However, DiNizio and the guys were now in the big leagues, because even if Capitol Records was a very big indie label, the distinctive record-stack shaped home of the imprint in Hollywood had been the home of many of the band’s largest influences.
“That was our dream come true,” DiNizio muses, “that we were on the same label as our heroes the Beatles and certainly to a lesser extent the Beach Boys and Frank Sinatra and Stan Kent. Capitol was our favorite label. In fact, when our first vinyl release on Capitol Green Thoughts came out, we insisted on that old Beatles black rainbow label – the border with the kind of rainbow swirl. The same label we used to look at when we listened to Meet the Beatles. It was the same label on that album. They weren’t using that label at the time Green Thoughts came out. We had to ask them as a favor to us to use the traditional Capitol Beatles label.”
The change to Capitol wasn’t the only seismic shift in the band’s terrain at the time. After the Green Thoughts album, the band changed producers from alt-rock favorite Don Dixon (R.E.M., Marshall Crenshaw, Matthew Sweet) to the more commercially-vibed Ed Stasium (Talking Heads, Ramones, Living Colour). This led to their biggest album Smithereens 11 (a reference to the old Frank Sinatra movie Ocean’s 11) and their first top 40 song on the Billboard pop charts, “A Girl Like You” – which was originally written for possible inclusion in the Cameron Crowe film … Say Anything. The next Smithereens album, Blow Up (also named after a film, this time Michelangelo Antonioni’s 60s art-house hit Blowup with Vanessa Redgrave) returned the band to the top 40 with “Too Much Passion,” a Motown pastiche that strangely became the band’s highest peaking single, despite the fact that it is not nearly as well-remembered as several of the band’sother songs.
It was all a bit of a blur to DiNizio, a never-ending merry-go-round of recording, touring and promotion.
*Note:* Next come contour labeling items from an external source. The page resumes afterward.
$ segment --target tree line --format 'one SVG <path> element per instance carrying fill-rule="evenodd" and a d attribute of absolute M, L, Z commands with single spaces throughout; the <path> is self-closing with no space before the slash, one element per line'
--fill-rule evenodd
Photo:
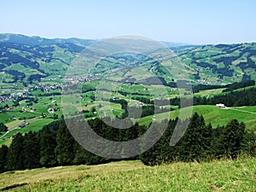
<path fill-rule="evenodd" d="M 236 119 L 225 126 L 212 129 L 211 124 L 206 125 L 202 116 L 195 113 L 182 139 L 175 146 L 170 146 L 177 122 L 177 119 L 170 120 L 162 137 L 150 149 L 131 160 L 141 160 L 145 165 L 153 166 L 174 160 L 200 162 L 222 157 L 234 159 L 240 153 L 256 155 L 255 132 L 246 131 L 245 125 Z M 98 135 L 119 142 L 135 139 L 148 129 L 138 124 L 130 129 L 116 129 L 99 119 L 88 123 Z M 129 119 L 123 123 L 132 125 Z M 154 125 L 161 127 L 161 124 Z M 100 164 L 111 160 L 83 148 L 73 139 L 63 119 L 45 125 L 39 132 L 17 133 L 9 147 L 3 145 L 0 148 L 1 172 L 43 166 Z"/>
<path fill-rule="evenodd" d="M 186 102 L 186 98 L 184 98 Z M 194 105 L 215 105 L 224 103 L 229 107 L 255 106 L 256 105 L 256 88 L 244 89 L 240 91 L 230 91 L 223 95 L 212 97 L 195 96 Z M 180 105 L 180 98 L 176 97 L 170 100 L 170 104 L 174 106 Z"/>

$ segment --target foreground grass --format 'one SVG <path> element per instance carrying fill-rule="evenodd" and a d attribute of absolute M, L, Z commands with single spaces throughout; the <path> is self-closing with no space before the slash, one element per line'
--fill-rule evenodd
<path fill-rule="evenodd" d="M 0 174 L 10 191 L 256 191 L 256 158 L 146 166 L 140 161 Z M 0 189 L 1 190 L 1 189 Z"/>

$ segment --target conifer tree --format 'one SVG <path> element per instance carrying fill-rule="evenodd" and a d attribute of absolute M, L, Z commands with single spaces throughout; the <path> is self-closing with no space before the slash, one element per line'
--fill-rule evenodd
<path fill-rule="evenodd" d="M 55 149 L 57 161 L 60 165 L 72 165 L 74 159 L 74 139 L 65 123 L 60 125 L 56 135 L 56 148 Z"/>
<path fill-rule="evenodd" d="M 6 145 L 0 148 L 0 172 L 6 171 L 8 150 L 9 148 Z"/>
<path fill-rule="evenodd" d="M 244 137 L 245 125 L 239 124 L 236 119 L 232 119 L 223 130 L 218 141 L 219 156 L 236 158 L 241 149 Z"/>
<path fill-rule="evenodd" d="M 25 168 L 32 169 L 40 166 L 40 145 L 36 132 L 29 131 L 25 134 L 22 154 Z"/>
<path fill-rule="evenodd" d="M 7 155 L 7 169 L 8 170 L 21 170 L 23 166 L 23 136 L 18 132 L 14 136 L 12 143 Z"/>
<path fill-rule="evenodd" d="M 53 166 L 57 165 L 55 153 L 56 147 L 55 132 L 45 126 L 40 134 L 40 164 L 44 166 Z"/>

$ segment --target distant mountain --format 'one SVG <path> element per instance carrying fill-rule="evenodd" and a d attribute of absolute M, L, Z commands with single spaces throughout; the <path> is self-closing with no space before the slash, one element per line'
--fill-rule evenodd
<path fill-rule="evenodd" d="M 95 40 L 80 39 L 80 38 L 44 38 L 38 36 L 28 37 L 20 34 L 0 34 L 0 43 L 9 42 L 20 44 L 26 44 L 31 46 L 37 45 L 50 45 L 55 44 L 73 44 L 79 46 L 86 47 L 95 42 Z"/>
<path fill-rule="evenodd" d="M 72 61 L 95 42 L 0 34 L 0 83 L 26 85 L 34 80 L 61 82 Z M 197 83 L 221 84 L 256 79 L 255 43 L 200 46 L 166 42 L 165 44 L 172 47 L 191 79 Z M 117 58 L 99 65 L 101 73 L 108 67 L 115 67 L 114 65 L 120 64 L 123 60 L 120 58 L 115 62 L 113 59 Z M 148 66 L 148 70 L 165 77 L 156 65 Z"/>

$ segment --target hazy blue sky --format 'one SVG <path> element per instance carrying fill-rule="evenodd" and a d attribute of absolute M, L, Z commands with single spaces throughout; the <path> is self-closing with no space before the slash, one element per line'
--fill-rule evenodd
<path fill-rule="evenodd" d="M 2 0 L 0 32 L 45 38 L 140 35 L 218 44 L 256 41 L 254 0 Z"/>

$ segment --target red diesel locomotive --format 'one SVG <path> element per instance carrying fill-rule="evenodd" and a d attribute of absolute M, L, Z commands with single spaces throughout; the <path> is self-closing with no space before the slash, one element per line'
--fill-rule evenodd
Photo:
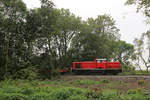
<path fill-rule="evenodd" d="M 118 74 L 122 72 L 120 62 L 108 62 L 106 59 L 95 59 L 94 61 L 73 62 L 72 71 L 81 73 Z"/>

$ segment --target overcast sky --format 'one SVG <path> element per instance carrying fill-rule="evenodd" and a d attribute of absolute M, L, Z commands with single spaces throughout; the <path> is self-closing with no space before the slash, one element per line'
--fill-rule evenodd
<path fill-rule="evenodd" d="M 40 7 L 39 0 L 23 0 L 28 8 Z M 142 13 L 136 13 L 135 6 L 125 6 L 126 0 L 52 0 L 56 8 L 70 9 L 72 13 L 86 20 L 88 17 L 110 14 L 120 29 L 121 39 L 133 43 L 148 30 L 146 18 Z"/>

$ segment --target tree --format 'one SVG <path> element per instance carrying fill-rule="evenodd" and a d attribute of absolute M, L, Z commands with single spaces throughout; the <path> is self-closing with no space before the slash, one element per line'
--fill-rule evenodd
<path fill-rule="evenodd" d="M 150 17 L 150 1 L 149 0 L 127 0 L 126 5 L 137 5 L 137 12 L 144 11 L 144 14 Z"/>
<path fill-rule="evenodd" d="M 68 9 L 58 10 L 59 16 L 56 22 L 55 44 L 58 51 L 59 66 L 69 66 L 68 50 L 72 38 L 79 33 L 81 19 L 72 14 Z"/>
<path fill-rule="evenodd" d="M 5 78 L 10 71 L 11 59 L 16 56 L 20 57 L 20 51 L 17 48 L 21 47 L 23 40 L 23 27 L 26 6 L 21 0 L 1 0 L 0 1 L 0 35 L 1 35 L 1 78 Z M 15 52 L 14 52 L 15 51 Z M 17 59 L 19 60 L 19 59 Z M 16 61 L 17 62 L 17 61 Z"/>

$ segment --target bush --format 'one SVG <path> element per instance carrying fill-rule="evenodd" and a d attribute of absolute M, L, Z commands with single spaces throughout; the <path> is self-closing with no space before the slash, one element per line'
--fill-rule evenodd
<path fill-rule="evenodd" d="M 13 75 L 15 79 L 33 80 L 39 78 L 38 70 L 32 66 L 21 69 Z"/>

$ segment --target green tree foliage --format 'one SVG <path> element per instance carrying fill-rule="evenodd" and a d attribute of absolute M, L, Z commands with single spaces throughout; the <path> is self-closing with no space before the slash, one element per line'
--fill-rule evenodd
<path fill-rule="evenodd" d="M 40 1 L 41 7 L 27 9 L 22 0 L 0 0 L 0 79 L 30 72 L 51 77 L 72 61 L 131 59 L 133 47 L 120 40 L 110 15 L 83 21 L 50 0 Z"/>
<path fill-rule="evenodd" d="M 144 14 L 150 17 L 150 1 L 149 0 L 127 0 L 126 5 L 137 5 L 137 12 L 144 11 Z"/>

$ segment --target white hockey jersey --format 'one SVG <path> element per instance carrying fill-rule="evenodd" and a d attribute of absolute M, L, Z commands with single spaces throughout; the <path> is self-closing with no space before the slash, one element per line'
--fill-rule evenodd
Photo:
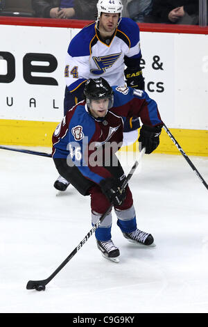
<path fill-rule="evenodd" d="M 100 77 L 110 86 L 124 86 L 125 57 L 136 61 L 141 57 L 139 29 L 133 20 L 122 18 L 109 45 L 99 39 L 95 22 L 84 27 L 68 49 L 64 76 L 69 91 Z"/>

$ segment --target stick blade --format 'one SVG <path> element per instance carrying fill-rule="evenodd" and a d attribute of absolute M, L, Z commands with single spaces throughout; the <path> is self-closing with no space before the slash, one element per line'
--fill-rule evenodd
<path fill-rule="evenodd" d="M 29 280 L 26 285 L 27 289 L 37 289 L 39 287 L 45 287 L 47 284 L 46 280 Z"/>

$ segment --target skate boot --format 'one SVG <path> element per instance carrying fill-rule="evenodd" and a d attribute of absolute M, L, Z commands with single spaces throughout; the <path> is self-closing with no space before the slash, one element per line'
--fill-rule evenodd
<path fill-rule="evenodd" d="M 97 246 L 98 249 L 102 252 L 102 255 L 106 259 L 114 262 L 119 262 L 118 257 L 120 255 L 120 251 L 119 248 L 114 246 L 112 241 L 98 241 L 96 239 Z"/>
<path fill-rule="evenodd" d="M 151 234 L 142 232 L 142 230 L 138 230 L 138 228 L 130 233 L 123 232 L 123 234 L 124 237 L 132 243 L 140 243 L 148 246 L 151 245 L 154 241 Z"/>
<path fill-rule="evenodd" d="M 69 182 L 60 175 L 55 182 L 53 186 L 58 191 L 66 191 L 69 185 Z"/>

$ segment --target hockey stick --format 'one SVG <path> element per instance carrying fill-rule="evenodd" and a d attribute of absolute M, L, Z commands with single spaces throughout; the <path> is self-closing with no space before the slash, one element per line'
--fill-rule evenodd
<path fill-rule="evenodd" d="M 138 160 L 136 161 L 131 168 L 130 173 L 128 173 L 127 177 L 125 179 L 121 189 L 125 189 L 127 186 L 129 180 L 130 180 L 131 177 L 132 176 L 133 173 L 135 173 L 139 161 L 141 160 L 141 157 L 143 157 L 144 154 L 145 153 L 145 147 L 142 149 L 140 152 L 140 156 L 138 158 Z M 87 235 L 84 237 L 83 241 L 81 241 L 78 246 L 75 248 L 73 251 L 70 253 L 70 255 L 63 261 L 63 262 L 53 271 L 53 273 L 46 279 L 44 279 L 42 280 L 29 280 L 26 285 L 27 289 L 36 289 L 37 291 L 44 291 L 46 289 L 46 285 L 55 276 L 55 275 L 59 273 L 59 271 L 69 262 L 71 259 L 76 255 L 76 253 L 80 250 L 83 246 L 87 242 L 88 239 L 92 235 L 92 234 L 96 231 L 96 230 L 99 227 L 103 219 L 106 217 L 109 212 L 110 212 L 112 208 L 113 207 L 113 205 L 111 204 L 107 210 L 101 216 L 100 219 L 95 223 L 93 228 L 89 230 L 89 232 L 87 234 Z"/>
<path fill-rule="evenodd" d="M 196 175 L 198 177 L 198 178 L 200 179 L 200 180 L 203 183 L 203 184 L 205 185 L 205 186 L 206 187 L 206 189 L 208 190 L 208 185 L 206 183 L 206 182 L 205 181 L 205 180 L 203 179 L 202 176 L 199 173 L 198 170 L 196 169 L 196 168 L 195 167 L 195 166 L 193 165 L 193 164 L 191 161 L 191 160 L 189 159 L 189 157 L 187 156 L 187 154 L 186 154 L 186 152 L 182 150 L 182 148 L 180 147 L 180 145 L 178 144 L 178 143 L 177 142 L 177 141 L 175 140 L 175 138 L 174 138 L 173 135 L 171 134 L 171 131 L 169 131 L 169 129 L 168 129 L 168 127 L 165 125 L 165 124 L 164 124 L 163 125 L 163 127 L 164 129 L 164 130 L 166 131 L 166 132 L 167 133 L 167 134 L 168 135 L 168 136 L 170 136 L 170 138 L 171 138 L 171 140 L 173 141 L 173 143 L 175 144 L 175 145 L 176 146 L 176 147 L 177 147 L 177 149 L 179 150 L 179 151 L 180 152 L 180 153 L 182 154 L 182 156 L 184 157 L 184 158 L 187 160 L 187 163 L 189 164 L 189 165 L 191 167 L 191 168 L 193 169 L 193 170 L 194 171 L 194 173 L 196 173 Z"/>
<path fill-rule="evenodd" d="M 32 151 L 31 150 L 12 149 L 12 147 L 8 147 L 3 145 L 0 145 L 0 149 L 8 150 L 10 151 L 16 151 L 17 152 L 27 153 L 28 154 L 35 154 L 36 156 L 49 157 L 49 158 L 52 157 L 51 154 L 49 154 L 49 153 L 39 152 L 37 151 Z"/>

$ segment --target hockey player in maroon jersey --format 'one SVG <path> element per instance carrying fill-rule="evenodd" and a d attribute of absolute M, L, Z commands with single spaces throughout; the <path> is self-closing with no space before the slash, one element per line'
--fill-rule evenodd
<path fill-rule="evenodd" d="M 117 225 L 124 237 L 146 246 L 153 236 L 139 230 L 132 193 L 115 153 L 123 142 L 125 120 L 140 117 L 140 147 L 150 154 L 159 143 L 162 121 L 156 102 L 147 93 L 128 87 L 111 88 L 102 77 L 89 79 L 86 100 L 72 107 L 53 135 L 53 158 L 59 173 L 83 196 L 91 196 L 92 223 L 95 224 L 113 203 Z M 119 248 L 112 241 L 112 213 L 95 232 L 97 246 L 107 259 L 119 262 Z"/>

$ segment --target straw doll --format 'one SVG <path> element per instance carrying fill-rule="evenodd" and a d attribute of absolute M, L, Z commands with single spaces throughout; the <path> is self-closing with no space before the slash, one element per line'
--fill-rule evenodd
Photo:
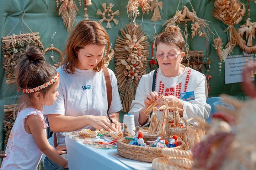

Yet he didn’t really get the chance to enjoy the perks of rock stardom.
“It was surreal in the sense that we went from making no money at all to having a considerable amount of money in our collective pockets,” DiNizio recalls, “selling out shows coast to coast when we had barely been able to draw 40 people to a show in New York. All of the sudden, everybody wanted to know you and people formed their own impressions of you based on the music, before they met you.
“But, for me, it was non-stop hard work, 24/7,” he continues. “Whether it was being on the bus 15 months at a time for a tour and then the minute the tour ended, I would step off the bus, I’d go home and I’d immediately have to lock myself in a room and have to start writing the next album so that we’d stay on schedule. I can remember living in a constant state of panic, you know? I had non-stop responsibility, because we went from being unsuccessful to being highly successful. With that success came a great deal of responsibility. All of the sudden, the livelihood of everyone else in the band and everyone in the organization was contingent upon my abilities as the sole songwriter in the band to consistently come up with new material that was melodic and commercial enough to be played on the radio.
“The odds against success were tremendous – but we went from strength to strength to strength, without any failure whatsoever, for the better part of ten years. That was a very long time to be able to do that and maintain it. Thanks to all of that early success and the equity and the good will that was put out there during the touring, we’re still able to go out. All the shows sell out. We still do well. We’re very lucky.”
Ironically, one of the band’s biggest fans in that period would inadvertently cause a sea change in rock and roll that would make the Smithereens’ melodic and commercially driven music seem obsolete.
In Washington state a young singer-songwriter and future cultural icon named Kurt Cobain was working on his breakthrough album, Nevermind. It seems that Cobain was a huge fan of the Smithereens. In fact, the band members of Nirvana were such big fans that they originally wanted to work with the Smithereens’ original producer.
“I was told by Don Dixon that they were approached by Nirvana first to produce Nevermind, but he wasn’t crazy about the band and he turned them down.”
They didn’t get Dixon, but Nirvana still listened to the Smithereens’ music nearly constantly while recording the seminal album – one that eventually changed the direction of rock music like few others in history.
“I got that information from the horse’s mouth, as it were, because we recorded a Christmas single with Butch Vig [producer of Nevermind] while Kurt was still alive,” DiNizio confirms. “Butch told us that they would listen to Smithereens 11 and Green Thoughts and all of our records in the studio while they were making Nevermind, trying to be inspired in a sense, or perhaps borrow some production ideas and get in the mood to make the record.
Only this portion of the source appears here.